For this they have to register their public keys in a server:
- Alice generates her public and private keys (pub_A, priv_A).
- Alice sends pub_A to a public server.
- Bob generates his public and private keys (pub_B, priv_B).
- Bob sends pub_B to a public server.
So, you are basicly exchange public keys and the server uses those as encryption keys.
This means two things:
- Anyone intercepting those public keys can forge messages, and
- You are ignoring the fact why public and private keys come in pairs.
Practically, since your protocol does not use the private keys anyway, you might as well rename “public key” to “key” and notice yourself that you´re exchanging those keys (aka “secrets”) in public with no security what so ever. $User_{Key} \rightarrow Server$ is transmitted unprotected! Anyone eavesdropping the key exchange can intecept those keys and abuse them accordingly.
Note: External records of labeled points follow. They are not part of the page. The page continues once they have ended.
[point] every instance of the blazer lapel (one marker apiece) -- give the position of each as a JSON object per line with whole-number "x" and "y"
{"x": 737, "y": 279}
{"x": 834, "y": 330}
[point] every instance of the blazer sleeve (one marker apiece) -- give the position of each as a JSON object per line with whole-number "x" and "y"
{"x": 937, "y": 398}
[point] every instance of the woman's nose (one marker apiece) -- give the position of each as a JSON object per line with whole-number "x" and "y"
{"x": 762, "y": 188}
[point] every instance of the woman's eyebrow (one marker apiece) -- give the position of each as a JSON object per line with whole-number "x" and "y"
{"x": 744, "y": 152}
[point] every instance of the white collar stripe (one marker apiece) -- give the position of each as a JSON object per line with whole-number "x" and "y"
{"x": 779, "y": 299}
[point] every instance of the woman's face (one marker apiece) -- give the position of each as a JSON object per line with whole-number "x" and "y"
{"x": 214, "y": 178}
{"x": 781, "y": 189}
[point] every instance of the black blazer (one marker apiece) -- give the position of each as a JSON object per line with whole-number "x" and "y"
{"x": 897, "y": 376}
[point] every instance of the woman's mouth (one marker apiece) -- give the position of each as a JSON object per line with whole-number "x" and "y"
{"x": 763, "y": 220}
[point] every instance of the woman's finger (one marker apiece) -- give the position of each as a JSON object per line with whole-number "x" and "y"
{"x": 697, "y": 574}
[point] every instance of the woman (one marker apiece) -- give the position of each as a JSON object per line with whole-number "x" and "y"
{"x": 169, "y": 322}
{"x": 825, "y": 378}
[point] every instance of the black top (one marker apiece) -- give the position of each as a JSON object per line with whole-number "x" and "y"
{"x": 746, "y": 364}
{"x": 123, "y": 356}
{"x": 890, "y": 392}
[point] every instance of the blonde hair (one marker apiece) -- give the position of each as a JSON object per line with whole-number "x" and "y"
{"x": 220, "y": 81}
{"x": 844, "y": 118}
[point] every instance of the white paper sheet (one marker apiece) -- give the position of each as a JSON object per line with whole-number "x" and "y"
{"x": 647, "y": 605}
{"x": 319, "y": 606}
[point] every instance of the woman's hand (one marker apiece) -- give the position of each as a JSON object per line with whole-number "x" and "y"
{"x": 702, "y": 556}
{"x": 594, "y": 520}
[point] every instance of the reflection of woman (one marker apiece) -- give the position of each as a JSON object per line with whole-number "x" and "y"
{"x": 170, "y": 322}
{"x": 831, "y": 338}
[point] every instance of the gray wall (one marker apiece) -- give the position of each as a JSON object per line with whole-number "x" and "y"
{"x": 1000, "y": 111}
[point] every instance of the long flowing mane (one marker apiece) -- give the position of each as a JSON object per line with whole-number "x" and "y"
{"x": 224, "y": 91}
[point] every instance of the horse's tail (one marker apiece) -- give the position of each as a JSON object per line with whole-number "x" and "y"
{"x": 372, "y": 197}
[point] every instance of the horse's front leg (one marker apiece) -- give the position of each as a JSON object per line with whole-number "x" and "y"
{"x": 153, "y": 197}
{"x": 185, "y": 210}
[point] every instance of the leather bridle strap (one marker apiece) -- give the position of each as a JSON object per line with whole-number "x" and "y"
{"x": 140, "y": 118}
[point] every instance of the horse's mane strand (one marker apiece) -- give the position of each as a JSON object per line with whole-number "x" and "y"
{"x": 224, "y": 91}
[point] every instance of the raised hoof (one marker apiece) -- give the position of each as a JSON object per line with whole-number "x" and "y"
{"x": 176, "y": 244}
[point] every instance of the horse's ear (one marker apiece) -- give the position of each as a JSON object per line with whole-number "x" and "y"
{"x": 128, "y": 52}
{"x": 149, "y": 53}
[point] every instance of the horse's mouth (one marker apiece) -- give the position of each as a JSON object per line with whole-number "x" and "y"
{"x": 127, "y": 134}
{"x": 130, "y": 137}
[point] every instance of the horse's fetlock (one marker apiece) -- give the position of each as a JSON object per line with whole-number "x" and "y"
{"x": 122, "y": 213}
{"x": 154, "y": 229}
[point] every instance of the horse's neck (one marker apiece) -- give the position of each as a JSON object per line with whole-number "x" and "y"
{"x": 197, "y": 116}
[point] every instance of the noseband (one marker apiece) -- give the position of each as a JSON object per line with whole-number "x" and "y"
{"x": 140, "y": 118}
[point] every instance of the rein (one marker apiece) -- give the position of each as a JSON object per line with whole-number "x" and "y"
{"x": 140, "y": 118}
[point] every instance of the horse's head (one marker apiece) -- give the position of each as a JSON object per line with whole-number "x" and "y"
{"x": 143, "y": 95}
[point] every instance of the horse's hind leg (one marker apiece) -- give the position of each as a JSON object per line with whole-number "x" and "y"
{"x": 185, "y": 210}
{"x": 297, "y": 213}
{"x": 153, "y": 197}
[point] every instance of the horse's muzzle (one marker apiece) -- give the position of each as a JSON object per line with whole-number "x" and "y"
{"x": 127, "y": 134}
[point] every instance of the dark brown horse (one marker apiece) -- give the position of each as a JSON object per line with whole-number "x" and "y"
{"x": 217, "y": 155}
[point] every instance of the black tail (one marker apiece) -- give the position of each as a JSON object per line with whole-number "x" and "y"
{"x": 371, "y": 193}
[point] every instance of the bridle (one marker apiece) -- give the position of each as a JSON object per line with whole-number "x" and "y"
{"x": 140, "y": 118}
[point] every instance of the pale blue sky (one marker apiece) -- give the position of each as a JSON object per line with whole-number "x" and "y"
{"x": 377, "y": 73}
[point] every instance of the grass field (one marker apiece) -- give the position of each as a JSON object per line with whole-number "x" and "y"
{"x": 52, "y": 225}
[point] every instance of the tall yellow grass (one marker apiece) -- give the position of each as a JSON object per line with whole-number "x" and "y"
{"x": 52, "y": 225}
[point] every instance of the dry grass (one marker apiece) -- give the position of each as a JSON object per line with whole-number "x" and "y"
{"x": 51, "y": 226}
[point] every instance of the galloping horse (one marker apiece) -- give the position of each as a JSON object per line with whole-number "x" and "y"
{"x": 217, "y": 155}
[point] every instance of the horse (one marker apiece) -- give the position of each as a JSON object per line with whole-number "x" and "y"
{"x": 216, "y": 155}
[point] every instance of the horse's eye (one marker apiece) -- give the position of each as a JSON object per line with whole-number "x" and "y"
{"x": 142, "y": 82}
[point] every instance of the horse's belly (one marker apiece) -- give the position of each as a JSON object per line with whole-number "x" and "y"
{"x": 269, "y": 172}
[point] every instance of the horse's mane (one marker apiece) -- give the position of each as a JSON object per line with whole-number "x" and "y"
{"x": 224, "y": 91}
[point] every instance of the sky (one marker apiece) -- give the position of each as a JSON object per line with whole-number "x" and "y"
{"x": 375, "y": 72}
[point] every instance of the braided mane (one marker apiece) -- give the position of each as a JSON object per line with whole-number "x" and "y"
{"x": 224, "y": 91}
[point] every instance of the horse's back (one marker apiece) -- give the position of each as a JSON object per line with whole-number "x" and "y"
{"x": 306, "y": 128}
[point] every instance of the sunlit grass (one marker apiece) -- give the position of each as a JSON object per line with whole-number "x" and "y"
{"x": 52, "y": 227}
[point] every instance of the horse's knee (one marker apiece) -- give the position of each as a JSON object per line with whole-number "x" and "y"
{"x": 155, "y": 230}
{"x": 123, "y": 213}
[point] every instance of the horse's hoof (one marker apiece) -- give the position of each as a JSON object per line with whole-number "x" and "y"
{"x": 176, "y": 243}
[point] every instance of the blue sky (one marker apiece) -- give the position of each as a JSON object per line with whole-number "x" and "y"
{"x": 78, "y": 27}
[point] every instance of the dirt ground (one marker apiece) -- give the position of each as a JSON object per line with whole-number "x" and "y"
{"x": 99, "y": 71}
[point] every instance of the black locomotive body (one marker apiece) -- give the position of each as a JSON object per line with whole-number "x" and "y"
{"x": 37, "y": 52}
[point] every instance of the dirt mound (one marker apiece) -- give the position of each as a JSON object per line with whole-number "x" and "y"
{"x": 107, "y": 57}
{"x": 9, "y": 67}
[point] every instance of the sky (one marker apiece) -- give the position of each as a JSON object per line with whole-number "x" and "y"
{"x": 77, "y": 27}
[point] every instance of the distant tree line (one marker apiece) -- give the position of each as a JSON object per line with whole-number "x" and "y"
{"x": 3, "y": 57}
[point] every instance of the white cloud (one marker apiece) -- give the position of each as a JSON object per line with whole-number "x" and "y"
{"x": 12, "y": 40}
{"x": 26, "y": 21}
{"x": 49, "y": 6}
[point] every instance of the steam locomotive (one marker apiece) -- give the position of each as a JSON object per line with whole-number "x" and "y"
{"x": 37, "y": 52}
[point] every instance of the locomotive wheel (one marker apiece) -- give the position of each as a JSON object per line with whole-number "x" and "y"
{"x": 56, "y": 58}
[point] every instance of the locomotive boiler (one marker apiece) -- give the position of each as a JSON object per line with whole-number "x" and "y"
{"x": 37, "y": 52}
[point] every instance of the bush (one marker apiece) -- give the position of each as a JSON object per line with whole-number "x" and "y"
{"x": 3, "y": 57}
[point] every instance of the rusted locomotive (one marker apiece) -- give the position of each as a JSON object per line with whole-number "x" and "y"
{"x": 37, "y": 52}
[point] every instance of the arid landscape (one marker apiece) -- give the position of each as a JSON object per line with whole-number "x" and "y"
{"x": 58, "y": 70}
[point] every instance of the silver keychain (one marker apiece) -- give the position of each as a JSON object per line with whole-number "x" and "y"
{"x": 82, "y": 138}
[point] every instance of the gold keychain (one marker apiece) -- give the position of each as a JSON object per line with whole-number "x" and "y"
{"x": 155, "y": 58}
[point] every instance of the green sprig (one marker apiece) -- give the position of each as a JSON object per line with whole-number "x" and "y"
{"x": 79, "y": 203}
Bob would have no chance to know if a received message was send and encrypted by Alice or Eve.
Also…
Suppose A want to send a message m to B using AES:
- The server generates a random symmetric key key_AES and encrypts it using pub_A and pub_B. Then it sends the encrypted key to Alice and Bob respectively.
Well, your protocol describes that you are expecting Alice and Bob to send their message in plain text to the server, and then the server encrypts the message to send it to Bob. What makes you think Eve will not abuse the fact you are sending “plain text” to the server? That marks another big flaw in your protocol: $User_{message} \rightarrow Server$ is transmitted unprotected!
Does this (chat) protocol for key exchange exist?
No. The obvious reason is that your idea of a secure protocol is absolutely insecure!
Besides that, your protocol idea is a prime example showing you why not to create your own crypto. There are ample well-vetted protocols available (for example diffie-hellman and ecc-based DH) which you can use as a base for mobile chat apps. Don´t shoot yourself in the foot by trying to invent something while better and more secure solutions already exist.
To get you going, I´d like to advise you to read up on both Diffie-Hellman key exchange and the (more recent) Elliptic curve Diffie–Hellman. Doing so will help you grasp how secure public/private key exchanges actually work, and (assuming you implement things correctly) each of them can be used to create secure chat apps.